Annabel Steadman (born 1992), who writes as A. F. Steadman, is a British author.

==Early life and education==
Steadman was educated at The King's School, Canterbury, Kent, from 2005, attending on music and academic scholarships. She then studied law at Selwyn College, Cambridge, and followed by a Master of Studies (MSt) degree in creative writing at Cambridge.

==Author==
In 2020, Steadman received a "seven-figure" three-book contract for a fantasy series about "bloodthirsty unicorns". This is believed to be the largest ever advance deal for a debut children's writer. In the same week film rights were acquired by Sony Pictures.

In 2022, Skandar and the Unicorn Thief, the first book in the Skandar series, was published. The Sunday Times called it an "engrossing tale".
In November 2022, it was announced that Simon & Schuster had acquired three more books from Steadman. This will bring the Skandar series to five books, plus one untitled novel.
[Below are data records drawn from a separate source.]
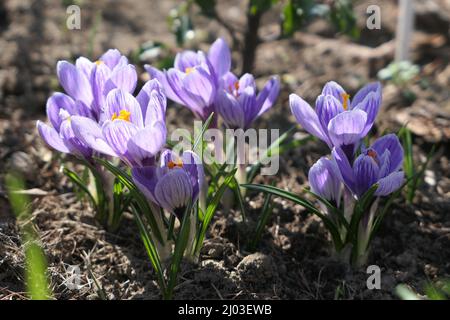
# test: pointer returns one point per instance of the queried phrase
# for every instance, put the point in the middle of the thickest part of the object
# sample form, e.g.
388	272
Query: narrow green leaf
136	193
80	184
199	138
211	209
274	148
329	224
262	221
180	248
151	250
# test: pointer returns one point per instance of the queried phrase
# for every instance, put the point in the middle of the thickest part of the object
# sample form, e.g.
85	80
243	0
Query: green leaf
151	250
404	293
205	126
273	149
362	206
329	224
211	209
258	7
207	7
262	221
80	184
180	248
136	194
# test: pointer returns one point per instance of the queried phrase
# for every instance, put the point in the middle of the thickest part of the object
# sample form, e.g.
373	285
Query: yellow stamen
373	154
345	99
173	165
123	115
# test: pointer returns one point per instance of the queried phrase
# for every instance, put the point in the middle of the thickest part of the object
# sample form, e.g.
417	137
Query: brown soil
294	259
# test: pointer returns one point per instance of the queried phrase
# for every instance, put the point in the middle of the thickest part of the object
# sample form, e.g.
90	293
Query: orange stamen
345	99
123	115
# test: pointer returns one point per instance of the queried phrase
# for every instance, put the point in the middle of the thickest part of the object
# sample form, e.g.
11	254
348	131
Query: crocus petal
119	100
363	92
220	56
124	77
82	109
90	133
370	105
228	81
162	78
152	92
190	100
201	84
146	143
392	143
307	118
347	128
74	82
185	60
112	58
334	89
51	137
268	95
230	110
117	133
247	101
390	183
100	75
194	168
345	169
327	107
174	190
247	80
75	145
85	66
385	164
156	110
145	179
57	102
366	174
324	179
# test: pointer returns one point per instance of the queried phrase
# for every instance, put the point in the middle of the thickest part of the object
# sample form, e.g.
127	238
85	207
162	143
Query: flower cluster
204	83
100	120
353	169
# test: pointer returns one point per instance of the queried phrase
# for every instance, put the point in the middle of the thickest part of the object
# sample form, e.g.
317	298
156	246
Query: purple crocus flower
60	136
324	179
336	120
90	82
172	184
194	80
238	102
379	164
130	128
86	84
The second book in the series, Skandar and the Phantom Rider, was published on 2 May 2023. The third book in the series, Skandar and the Chaos Trials, was published on 25 April 2024. The fourth book in the series, Skandar and the Skeleton Curse, was published on 10 October 2024. The fifth and final book in the series, Skandar and the Spirit War, was published on 28 August 2025.
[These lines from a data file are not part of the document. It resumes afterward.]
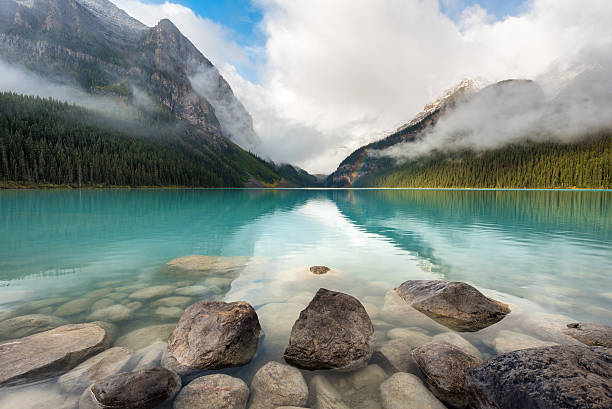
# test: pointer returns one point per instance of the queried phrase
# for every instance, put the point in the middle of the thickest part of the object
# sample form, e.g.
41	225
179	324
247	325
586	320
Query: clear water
541	251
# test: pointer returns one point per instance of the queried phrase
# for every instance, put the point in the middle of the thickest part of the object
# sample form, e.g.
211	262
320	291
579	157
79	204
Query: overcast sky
322	77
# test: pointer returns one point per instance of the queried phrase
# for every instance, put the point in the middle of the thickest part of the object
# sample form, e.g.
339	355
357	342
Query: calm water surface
544	252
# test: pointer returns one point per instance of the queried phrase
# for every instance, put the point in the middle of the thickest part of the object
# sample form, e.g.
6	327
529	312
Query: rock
276	384
215	335
413	337
444	366
192	290
50	353
367	377
114	313
397	356
319	270
141	389
562	376
213	392
333	332
168	313
508	341
174	301
144	337
324	395
25	325
406	391
591	334
102	303
457	340
74	307
155	291
97	367
456	305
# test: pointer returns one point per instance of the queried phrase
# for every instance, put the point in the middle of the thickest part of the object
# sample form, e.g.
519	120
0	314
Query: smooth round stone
50	353
97	367
174	301
114	313
156	291
168	313
192	290
457	340
508	341
213	392
276	384
102	303
143	337
406	391
29	324
74	307
141	389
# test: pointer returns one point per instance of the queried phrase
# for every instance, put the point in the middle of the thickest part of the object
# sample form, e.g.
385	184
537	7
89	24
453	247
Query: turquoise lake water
542	251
On 23 August 2025, A.F. Steadman announced that a prequel novel entitled The First Unicorn Rider would be released on 6 November 2025.

==Publications==
- Skandar and the Unicorn Thief, Simon & Schuster, 2022.
- Skandar and the Phantom Rider, Simon and Schuster, 2023.
- Skandar and the Chaos Trials, Simon and Schuster, 2024.
- Skandar and the Skeleton Curse, Simon and Schuster, 2024.
- Skandar and the Spirit War, Simon and Schuster, 2025.